“The Republican Party is obsessed with culture war issues. It is weird and it is bizarre.”
These words were delivered in solemn fashion by transgender representative Sarah McBride during a press conference at the Capitol last week, to golf applause and sniggers from his colleagues, who evidently thought the statement was nothing short of a brilliant witticism from which the Republican Party might only hope to recover.
For the last several decades, the modus operandi of the Democratic Party and the left has been to corrupt our culture thoroughly and quickly and in ways that directly and disproportionately targets children, and then to turn around and tell us that we are weird to notice or care.
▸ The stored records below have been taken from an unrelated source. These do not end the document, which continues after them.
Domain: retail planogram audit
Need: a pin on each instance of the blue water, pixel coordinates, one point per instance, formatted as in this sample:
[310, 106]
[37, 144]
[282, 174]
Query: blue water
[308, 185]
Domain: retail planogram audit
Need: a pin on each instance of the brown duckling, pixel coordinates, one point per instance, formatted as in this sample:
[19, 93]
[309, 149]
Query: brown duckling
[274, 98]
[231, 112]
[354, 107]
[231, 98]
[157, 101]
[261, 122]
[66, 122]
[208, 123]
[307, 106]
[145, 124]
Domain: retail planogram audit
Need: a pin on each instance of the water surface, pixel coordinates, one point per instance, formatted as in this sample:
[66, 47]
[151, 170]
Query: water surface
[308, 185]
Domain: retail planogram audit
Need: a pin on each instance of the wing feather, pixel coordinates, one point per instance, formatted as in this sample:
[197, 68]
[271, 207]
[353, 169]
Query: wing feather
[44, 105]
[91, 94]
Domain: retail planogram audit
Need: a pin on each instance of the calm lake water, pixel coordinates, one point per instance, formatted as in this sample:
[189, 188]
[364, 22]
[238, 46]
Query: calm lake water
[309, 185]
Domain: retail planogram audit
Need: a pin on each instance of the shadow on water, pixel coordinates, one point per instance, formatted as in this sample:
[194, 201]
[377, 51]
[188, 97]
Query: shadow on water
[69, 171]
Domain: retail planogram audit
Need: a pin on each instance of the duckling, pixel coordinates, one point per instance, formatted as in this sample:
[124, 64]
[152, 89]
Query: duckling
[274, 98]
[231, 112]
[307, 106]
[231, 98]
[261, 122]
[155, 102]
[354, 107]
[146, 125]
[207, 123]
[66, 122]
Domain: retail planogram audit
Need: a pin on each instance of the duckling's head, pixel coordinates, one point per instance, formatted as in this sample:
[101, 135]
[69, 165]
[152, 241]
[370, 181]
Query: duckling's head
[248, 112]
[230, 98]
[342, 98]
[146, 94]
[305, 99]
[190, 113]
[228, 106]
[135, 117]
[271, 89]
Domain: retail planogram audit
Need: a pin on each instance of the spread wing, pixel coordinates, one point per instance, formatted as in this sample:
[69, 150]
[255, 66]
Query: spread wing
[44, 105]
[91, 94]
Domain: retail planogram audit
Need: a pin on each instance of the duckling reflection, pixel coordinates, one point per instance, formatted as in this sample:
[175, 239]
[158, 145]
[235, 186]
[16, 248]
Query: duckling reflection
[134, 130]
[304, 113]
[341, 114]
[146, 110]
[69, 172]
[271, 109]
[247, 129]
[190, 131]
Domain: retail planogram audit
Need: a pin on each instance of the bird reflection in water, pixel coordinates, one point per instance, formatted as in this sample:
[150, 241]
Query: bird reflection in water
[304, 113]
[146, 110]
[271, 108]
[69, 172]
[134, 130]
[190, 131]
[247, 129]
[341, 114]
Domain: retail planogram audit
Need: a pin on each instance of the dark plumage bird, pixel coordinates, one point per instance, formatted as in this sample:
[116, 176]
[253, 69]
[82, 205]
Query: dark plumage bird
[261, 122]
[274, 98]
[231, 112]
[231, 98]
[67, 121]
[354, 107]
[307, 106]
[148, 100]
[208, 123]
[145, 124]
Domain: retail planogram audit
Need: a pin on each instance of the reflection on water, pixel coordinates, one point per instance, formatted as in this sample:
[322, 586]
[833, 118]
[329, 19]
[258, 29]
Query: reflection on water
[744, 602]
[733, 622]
This argument is as shameless as it is untrue.
In part it is untrue because the Republican Party is actually contemptuously ineffective and timid when it comes to culture war issues. The GOP only bothers to deal with them when they need some red meat to throw to their evangelical voter base by “taking a stand” and opposing, for instance, men in women’s sports, an issue that grassroot activists—not the party—have done most of the tough work to make it easy to take the right stand on it. Indeed, it’s so easy to be right about that issue now that even Gavin Newsom openly agrees with the GOP take on it.
McBride, for his part, has made much of the fact that his GOP colleague Rep. Nancy Mace has tried to bar him from entering women’s bathrooms on the Hill, saying his personal identity lives “rent free” in her and other Republicans’ minds. Yet the more obvious question is why he is living a life that necessitates the invasion of sensitive female spaces in the first place. It’s far “weirder” for folks like McBride to demand that women sacrifice our own social mores for their sexual comfort.
At this point, the right is used to accusations of “weirdness.” JD Vance, a Catholic Midwest dad, parlayed such characterizations shortly after he was announced as President Donald Trump’s running mate last year. A stellar debate performance against Democrat vice presidential candidate Tim Walz and some impressive messaging from the GOP showcasing the psychotic weirdness of the Democratic Party put this name-calling to rest a few weeks before the election.
Nevertheless, the bullying tactic itself is still alive and well in the Democratic Party with McBride’s recent accusation being just the latest example. After Samuel Brinton, the notorious bald man in lipstick and false eyelashes who served in the Biden administration’s Department of Energy and spent his free time participating in an anti-Catholic drag queen troupe (when he wasn’t stealing luggage) Democrats should have understood that their accusations of weirdness fall pretty flat. But the less flamboyant McBride, they must reason, is a little easier to digest—especially after society’s collective consciousness has been assaulted with such absurd levels of sexual degeneracy. McBride has glasses, wears minimal makeup, sports a conservative haircut, and dresses like his other professional female colleagues. If it weren’t for his deep voice and prodigious Adam’s apple, a society so used to androgynous displays might even let him pass as female.
But Republicans should not let up. The party that condones McBride also condones Rachel Levine, and drag queen story hour, and male predators in women’s prisons, and the complete overhaul of “gender” medicine at the expense of both healthcare and children. These may seem like beltway issues to those in the beltway, but transgender surgeries on minors occur across the country, drag queen story hours sexualize children even in red states, and teachers secretly socially transition your children in the schools your tax dollars fund. The messaging of the next four years will either acknowledge this or cede the entire battle to the Democrats.